I think the industry generally is lacking in compelling innovation and is more interested in just consolidation and rent-seeking; needless fake innovation is just window dressing and forced obsolescence.
Improved reliability and stability is good.
Improved backward compatibility and legacy support would be even better.
Apple needs to stop killing off apps by changing the OS (iOS & MacOS) such that it orphans legacy software. We still need to use the tools we used yesterday, last year, last decade, last century, last millenia (wow, we're in a time we can say all that!)
Nice deflection but this is an apple problem, lets not harp on how there is no more innovation anywhere just because apple cant.
Microsoft software hasnâ(TM)t got better, and is even less worthy of trust.
How about Apple producing a new Mac Mini. Or a Mac Pro. Or any reasonable computer for those who already have a display?
Cook is a terrible CEO.
Put Steve Wozniak in as CEO and bring the spirit of Apple back to its roots.

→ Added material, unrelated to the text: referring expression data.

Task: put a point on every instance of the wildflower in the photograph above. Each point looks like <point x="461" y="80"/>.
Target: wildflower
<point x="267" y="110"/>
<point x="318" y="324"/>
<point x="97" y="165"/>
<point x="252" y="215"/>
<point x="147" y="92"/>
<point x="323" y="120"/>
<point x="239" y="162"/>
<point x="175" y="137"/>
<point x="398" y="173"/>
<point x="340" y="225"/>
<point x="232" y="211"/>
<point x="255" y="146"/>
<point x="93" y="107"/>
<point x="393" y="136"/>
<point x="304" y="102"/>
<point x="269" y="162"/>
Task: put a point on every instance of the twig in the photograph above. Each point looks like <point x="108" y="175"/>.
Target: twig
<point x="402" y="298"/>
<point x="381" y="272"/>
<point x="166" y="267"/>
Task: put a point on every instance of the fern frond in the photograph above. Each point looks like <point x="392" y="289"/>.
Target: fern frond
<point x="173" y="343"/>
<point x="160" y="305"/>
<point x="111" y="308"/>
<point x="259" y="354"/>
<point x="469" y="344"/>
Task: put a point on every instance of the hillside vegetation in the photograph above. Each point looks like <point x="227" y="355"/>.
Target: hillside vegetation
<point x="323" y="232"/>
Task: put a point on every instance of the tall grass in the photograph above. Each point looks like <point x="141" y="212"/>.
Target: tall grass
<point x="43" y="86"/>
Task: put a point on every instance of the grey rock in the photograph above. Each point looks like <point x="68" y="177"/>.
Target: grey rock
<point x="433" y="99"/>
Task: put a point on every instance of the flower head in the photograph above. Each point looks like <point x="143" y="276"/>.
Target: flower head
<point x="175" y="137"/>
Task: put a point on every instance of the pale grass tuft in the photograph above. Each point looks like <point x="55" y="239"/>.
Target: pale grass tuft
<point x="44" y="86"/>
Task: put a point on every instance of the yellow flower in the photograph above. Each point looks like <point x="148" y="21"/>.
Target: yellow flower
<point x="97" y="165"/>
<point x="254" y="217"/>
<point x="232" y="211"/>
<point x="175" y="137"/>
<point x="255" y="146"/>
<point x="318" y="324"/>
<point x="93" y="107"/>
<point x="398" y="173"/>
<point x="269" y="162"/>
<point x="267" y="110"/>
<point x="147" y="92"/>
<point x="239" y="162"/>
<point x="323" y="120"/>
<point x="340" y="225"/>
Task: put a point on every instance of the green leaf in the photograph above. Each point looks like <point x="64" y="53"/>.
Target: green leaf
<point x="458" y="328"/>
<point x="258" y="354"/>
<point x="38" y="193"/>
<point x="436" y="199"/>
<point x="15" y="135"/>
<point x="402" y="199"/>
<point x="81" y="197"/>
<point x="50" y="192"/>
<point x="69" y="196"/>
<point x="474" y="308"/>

Nice deflection but this is an apple problem, lets not harp on how there is no more innovation anywhere just because apple cant.
No, really. My first thoughts are Microsoft, then VMware, and probably more after that. Apple would be not off that list, but my experience has been more positive with Apple than some of the others.
I'll pick on VMware as an example -- each of their last 3 releases has had major bugs for months after the release. The good/bad news is that staying on a previous release wasn't much of a loss in terms of new features, because there weren't many. Yet you sort of paid a price in support and compatibility if you lingered at an old release, so you had some motivation to upgrade.
And at the same time the user interface has been withering, with more and more functionality only offered in the Flash-based user interface, and the most recent release completely does away with the Windows client in favor of a third-rate web interface that hasn't gotten better in 3 or so releases.
Meanwhile, little significant innovation is seen in these releases. The only compelling feature is vSAN, but it's expensive to license and it's not clear how compelling it really is.
The notion of exploiting speculative execution was known and in public academic conferences many years ago when these chips were being designed. AMD took measures seriously and the hardware plugged the biggest holes, at a performance cost. Intel took the riskier path for greater performance and sales, until the shit hit the fan.
It wasn't a lack of knowledge, it was a lack of will and ethics on Intel's part.